Pacing and Clinical Electrophysiology | 1999
Uwe K.H. Wiegand; Frank Bode; Regina Schneider; Axel Brandes; Henning Haase; Hugo A. Katus; Jürgen Potratz
Atrial undersensing occurs in a considerable number of patients, both with single lead VDD pacemakers and with DDD devices. The aim of this study was to investigate the diagnostic efficacy of electrocardiographic methods and autodiagnostic pacemaker features to detect atrial sensing dysfunction. Two hundred and thirty‐one patients with AV block received single lead VDD pacemakers or DDD devices. Atrial sensitivity was programmed to 0.1 or 0.18 in VDD devices and to 0.5 mV in DDD devices; the rate limits were set to 40 and 160 beats/min. Twelve‐lead ECG recording for 1 minute during deep respiration and change of body position, 24‐hour Holter ECG recording, and treadmill exercise were performed 2 weeks and 15 months after pacemaker implantation. AV synchrony and, if available, P wave amplitude histogram were sampled by autodiagnostic pacemaker features and compared to electrocardiographic findings. Atrial undersensing was assumed, if AV synchrony was below 100% or if minimal P wave amplitude (PWA) was equal to the programmed atrial sensitivity. Intermittent atrial undersensing occurred in 20.7% of patients.
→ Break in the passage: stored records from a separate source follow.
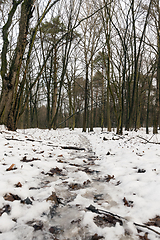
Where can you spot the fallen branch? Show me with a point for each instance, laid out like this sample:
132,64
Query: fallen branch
144,226
98,211
147,141
72,148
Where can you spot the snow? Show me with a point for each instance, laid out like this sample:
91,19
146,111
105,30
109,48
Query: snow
111,170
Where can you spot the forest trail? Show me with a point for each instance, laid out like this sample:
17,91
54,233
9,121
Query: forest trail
58,185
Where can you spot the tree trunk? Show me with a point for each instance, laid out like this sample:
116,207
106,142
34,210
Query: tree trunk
11,79
86,100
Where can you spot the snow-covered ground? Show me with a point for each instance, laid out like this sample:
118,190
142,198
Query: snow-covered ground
71,185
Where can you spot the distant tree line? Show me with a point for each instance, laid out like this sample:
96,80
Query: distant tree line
80,63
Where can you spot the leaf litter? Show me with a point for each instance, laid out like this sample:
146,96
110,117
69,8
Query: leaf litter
77,191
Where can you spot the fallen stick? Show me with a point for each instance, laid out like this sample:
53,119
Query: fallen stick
99,211
147,141
72,148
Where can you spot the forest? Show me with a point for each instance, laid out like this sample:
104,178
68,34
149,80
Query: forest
80,63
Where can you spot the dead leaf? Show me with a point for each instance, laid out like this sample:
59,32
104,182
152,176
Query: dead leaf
106,220
12,167
127,203
54,198
108,178
154,221
11,197
53,171
141,170
29,160
75,186
26,201
86,183
96,237
6,209
18,184
145,237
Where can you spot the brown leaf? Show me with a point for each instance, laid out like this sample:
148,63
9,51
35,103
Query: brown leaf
127,203
53,171
96,237
106,220
11,197
18,184
108,178
29,160
54,198
145,237
154,221
75,186
12,167
6,209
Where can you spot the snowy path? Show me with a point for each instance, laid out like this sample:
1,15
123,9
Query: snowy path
46,188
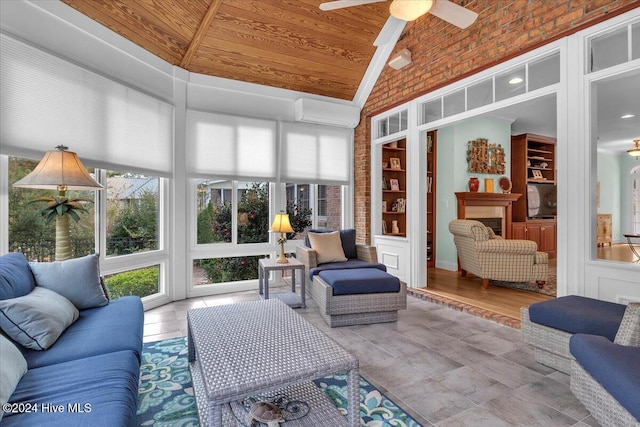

The diagnostic sensitivities of the various methods used to detect atrial sensing failures were: 24‐hour Holter monitoring 97.5%, P wave amplitude histogram 90.0%, stored AV synchrony 68.0% without significant difference between the various devices, treadmill exercise testing 58.8%, and 12‐lead ECG recording 21.3%. In one patient, atrial undersensing was exclusively detected by exercise testing. In conclusion, autodiagnostic pacemaker features facilitate the evaluation of atrial sensing performance. However, to exclude intermittent atrial malsensing, routine Holter monitoring and treadmill exercise are still needed.